To adequately respond to feedback and ensure adequate referrals, every stakeholder must have a clear understanding of the role they play in maintaining the mutual accountability of the mechanism. This was a challenge in Yemen. Some partners were less engaged than others, in some instances cooperation broke down and referral pathways were not maintained. The resources needed to coordinate information sharing, curate content and ensure adequate services were substantial. The challenges faced were not fully addressed in the short timeframe, however, a key learning was the importance of integrating the call centre within the existing humanitarian architecture. The team in Yemen detailed how they were starting to take up key issues through working groups working on specific themes – such as nutrition, food, shelter etc. To do this, the call-centre team began to forge effective partnerships with each of the working group coordinators. It was felt that this collective sharing of common challenges was more effective than addressing concerns bilaterally with specific agencies. Discussing issues openly reinforced the transparency of the mechanism, and reinforced accountability with communities and between humanitarian actors.
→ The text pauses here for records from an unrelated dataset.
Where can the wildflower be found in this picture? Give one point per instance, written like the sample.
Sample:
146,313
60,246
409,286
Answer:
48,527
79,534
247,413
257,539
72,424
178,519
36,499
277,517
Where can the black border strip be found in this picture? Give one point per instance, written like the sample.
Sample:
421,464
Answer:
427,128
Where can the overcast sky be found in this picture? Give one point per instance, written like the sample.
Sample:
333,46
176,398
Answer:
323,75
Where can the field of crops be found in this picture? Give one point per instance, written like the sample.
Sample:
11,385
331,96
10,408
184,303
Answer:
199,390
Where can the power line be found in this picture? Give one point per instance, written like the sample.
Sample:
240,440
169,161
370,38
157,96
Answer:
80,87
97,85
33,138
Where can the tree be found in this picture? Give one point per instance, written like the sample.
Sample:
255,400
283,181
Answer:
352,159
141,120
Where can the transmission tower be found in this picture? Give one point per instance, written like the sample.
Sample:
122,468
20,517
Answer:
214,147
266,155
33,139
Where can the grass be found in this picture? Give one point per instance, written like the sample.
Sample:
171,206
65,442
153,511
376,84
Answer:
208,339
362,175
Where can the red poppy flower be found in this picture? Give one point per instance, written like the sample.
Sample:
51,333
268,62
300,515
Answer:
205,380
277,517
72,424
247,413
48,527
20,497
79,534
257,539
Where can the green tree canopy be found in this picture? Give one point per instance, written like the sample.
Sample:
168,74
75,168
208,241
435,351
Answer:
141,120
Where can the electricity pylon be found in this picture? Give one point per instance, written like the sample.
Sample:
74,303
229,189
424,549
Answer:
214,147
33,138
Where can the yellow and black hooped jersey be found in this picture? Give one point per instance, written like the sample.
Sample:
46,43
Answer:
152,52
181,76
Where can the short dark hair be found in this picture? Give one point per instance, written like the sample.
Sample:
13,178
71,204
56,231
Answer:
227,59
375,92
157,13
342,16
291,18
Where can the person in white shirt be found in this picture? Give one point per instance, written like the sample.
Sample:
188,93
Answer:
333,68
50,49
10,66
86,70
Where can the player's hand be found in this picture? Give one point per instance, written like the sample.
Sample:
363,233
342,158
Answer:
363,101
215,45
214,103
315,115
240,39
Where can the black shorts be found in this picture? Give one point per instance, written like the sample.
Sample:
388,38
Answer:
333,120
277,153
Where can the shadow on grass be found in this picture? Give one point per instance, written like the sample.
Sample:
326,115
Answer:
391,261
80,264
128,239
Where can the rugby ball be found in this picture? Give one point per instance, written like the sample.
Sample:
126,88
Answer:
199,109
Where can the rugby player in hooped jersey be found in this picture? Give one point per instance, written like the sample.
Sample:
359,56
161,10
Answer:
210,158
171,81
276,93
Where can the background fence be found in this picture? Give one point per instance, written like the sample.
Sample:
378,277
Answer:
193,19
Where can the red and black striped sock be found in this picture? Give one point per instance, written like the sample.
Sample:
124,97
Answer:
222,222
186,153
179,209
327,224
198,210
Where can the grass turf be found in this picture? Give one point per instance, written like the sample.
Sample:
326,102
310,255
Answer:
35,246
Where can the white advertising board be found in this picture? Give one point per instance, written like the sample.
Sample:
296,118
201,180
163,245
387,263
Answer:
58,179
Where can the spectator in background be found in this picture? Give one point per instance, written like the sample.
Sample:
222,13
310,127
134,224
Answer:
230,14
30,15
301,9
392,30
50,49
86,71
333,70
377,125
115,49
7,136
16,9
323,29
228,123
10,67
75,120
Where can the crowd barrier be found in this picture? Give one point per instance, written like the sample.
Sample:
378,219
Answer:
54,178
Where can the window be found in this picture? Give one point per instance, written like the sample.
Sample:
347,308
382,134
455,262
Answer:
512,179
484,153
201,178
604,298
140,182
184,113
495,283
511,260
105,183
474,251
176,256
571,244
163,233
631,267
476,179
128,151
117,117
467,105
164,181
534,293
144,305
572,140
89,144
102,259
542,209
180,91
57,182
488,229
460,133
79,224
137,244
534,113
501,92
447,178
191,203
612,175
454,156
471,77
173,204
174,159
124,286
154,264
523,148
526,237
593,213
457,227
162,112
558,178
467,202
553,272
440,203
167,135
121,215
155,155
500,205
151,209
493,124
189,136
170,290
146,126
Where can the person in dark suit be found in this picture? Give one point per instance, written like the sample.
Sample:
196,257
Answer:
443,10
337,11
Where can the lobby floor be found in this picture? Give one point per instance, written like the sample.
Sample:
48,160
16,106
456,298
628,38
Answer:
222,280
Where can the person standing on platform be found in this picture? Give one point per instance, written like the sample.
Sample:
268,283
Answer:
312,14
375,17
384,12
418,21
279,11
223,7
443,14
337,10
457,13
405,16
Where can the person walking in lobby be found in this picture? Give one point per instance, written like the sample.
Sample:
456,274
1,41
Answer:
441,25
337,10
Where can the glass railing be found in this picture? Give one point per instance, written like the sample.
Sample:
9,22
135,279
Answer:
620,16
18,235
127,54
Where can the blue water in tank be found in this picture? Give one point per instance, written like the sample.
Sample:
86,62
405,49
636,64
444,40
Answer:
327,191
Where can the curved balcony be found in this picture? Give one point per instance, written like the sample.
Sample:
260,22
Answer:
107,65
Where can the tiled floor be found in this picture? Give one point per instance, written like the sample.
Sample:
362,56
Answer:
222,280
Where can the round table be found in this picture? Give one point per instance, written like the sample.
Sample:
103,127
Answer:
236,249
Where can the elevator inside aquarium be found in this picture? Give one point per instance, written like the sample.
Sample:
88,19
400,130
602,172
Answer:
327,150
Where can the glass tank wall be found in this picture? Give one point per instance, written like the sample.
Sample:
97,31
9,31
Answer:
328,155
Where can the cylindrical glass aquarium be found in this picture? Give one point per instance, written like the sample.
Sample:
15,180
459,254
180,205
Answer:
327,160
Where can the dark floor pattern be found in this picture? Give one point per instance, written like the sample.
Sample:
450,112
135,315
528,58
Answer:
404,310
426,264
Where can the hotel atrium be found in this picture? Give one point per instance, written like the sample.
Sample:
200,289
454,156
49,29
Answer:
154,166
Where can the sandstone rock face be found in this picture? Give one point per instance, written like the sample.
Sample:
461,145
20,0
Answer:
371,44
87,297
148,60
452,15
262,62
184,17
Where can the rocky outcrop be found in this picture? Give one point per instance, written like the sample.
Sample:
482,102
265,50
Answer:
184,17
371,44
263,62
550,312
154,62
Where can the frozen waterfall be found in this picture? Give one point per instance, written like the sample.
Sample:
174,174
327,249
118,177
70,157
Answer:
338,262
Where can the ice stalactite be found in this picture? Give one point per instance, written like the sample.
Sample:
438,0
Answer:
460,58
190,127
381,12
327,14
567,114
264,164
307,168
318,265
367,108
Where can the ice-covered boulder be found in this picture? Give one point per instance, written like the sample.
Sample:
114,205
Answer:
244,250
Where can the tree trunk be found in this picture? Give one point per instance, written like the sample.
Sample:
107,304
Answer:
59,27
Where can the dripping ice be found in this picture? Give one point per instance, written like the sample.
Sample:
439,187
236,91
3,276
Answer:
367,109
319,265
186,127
Situations, technologies, communities and conflicts continue to evolve – as will the way we share information with communities. As such, the UNHCR operation and partners in Yemen are continuing to explore ways to effectively engage communities post-Tawasul. Certainly, a challenging task, given the complexities of the operating environment. While these 5 considerations are by no means an exhaustive list nor a ‘how to’ to set-up a humanitarian call-centre, we hope that some of the challenges faced by Tawasul have generated helpful learning for other contexts.

A project is only a failure if we fail to learn.